En medio de la conmoción por la muerte de Ángel Nicolás López, el nene de 4 años de Comodoro Rivadavia, este martes declaró su padrastro, Maicol González, durante la audiencia de control de detención. Tanto él como la madre del niño, Mariela Altamirano, están imputados por homicidio agravado por el vínculo.
González hizo uso de la palabra ante la Justicia y rechazó las acusaciones en su contra. “Se lo corregía como a cualquier nene, pero esas barbaridades que dicen de golpes y maltrato y agua fría no”, afirmó.
El acusado también cuestionó el tratamiento que recibieron desde el inicio de la causa y aseguró que nunca intentaron escapar. “Nos juzgaron desde el primer momento que lo llevamos al hospital. Yo quiero que se descubra la verdad y nos dejen de culpar, porque somos inocentes con Mariela”, sostuvo.
En su declaración, relató cómo fueron las horas previas a la internación del niño. Según su versión, esa mañana notaron que Ángel no reaccionaba. “Siento olor a pis, lo cambiamos y siguió durmiendo. Después dejó de roncar, fui a verlo y no largaba aliento. En la desesperación llamamos a la ambulancia”, explicó.

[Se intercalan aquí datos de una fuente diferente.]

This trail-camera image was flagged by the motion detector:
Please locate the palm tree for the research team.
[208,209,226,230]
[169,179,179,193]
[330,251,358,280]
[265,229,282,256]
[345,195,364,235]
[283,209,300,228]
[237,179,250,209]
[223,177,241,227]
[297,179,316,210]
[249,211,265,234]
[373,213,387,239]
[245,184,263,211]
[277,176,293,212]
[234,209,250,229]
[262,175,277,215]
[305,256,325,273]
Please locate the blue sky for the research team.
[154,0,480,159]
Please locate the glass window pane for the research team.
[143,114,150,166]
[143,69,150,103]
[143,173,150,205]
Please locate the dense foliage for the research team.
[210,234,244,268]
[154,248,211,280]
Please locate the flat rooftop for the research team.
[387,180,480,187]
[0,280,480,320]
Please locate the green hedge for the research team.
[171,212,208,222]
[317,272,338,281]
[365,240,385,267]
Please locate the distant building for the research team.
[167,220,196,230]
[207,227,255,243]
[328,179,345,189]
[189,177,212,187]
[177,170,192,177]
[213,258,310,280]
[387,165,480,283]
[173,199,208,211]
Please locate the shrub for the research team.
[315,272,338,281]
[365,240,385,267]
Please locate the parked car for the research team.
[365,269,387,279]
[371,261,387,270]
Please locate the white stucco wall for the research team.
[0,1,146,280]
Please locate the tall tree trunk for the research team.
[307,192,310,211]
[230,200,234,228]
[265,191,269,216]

También detalló que la madre intentó reanimarlo mientras aguardaban asistencia médica: “Mariela le hace RCP y salimos a buscar ayuda. Después llegó la ambulancia”. González aseguró que siempre estuvieron a disposición de la Justicia y que incluso temieron represalias. “Teníamos miedo por lo que se decía en redes. A la bebé la tuvimos que mandar con su abuela”, indicó.
Por su parte, la fiscalía sostiene una versión completamente opuesta. El fiscal Facundo Oribones remarcó que la autopsia detectó múltiples traumatismos en el cráneo del menor, que derivaron en un edema cerebral y posterior paro cardiorrespiratorio.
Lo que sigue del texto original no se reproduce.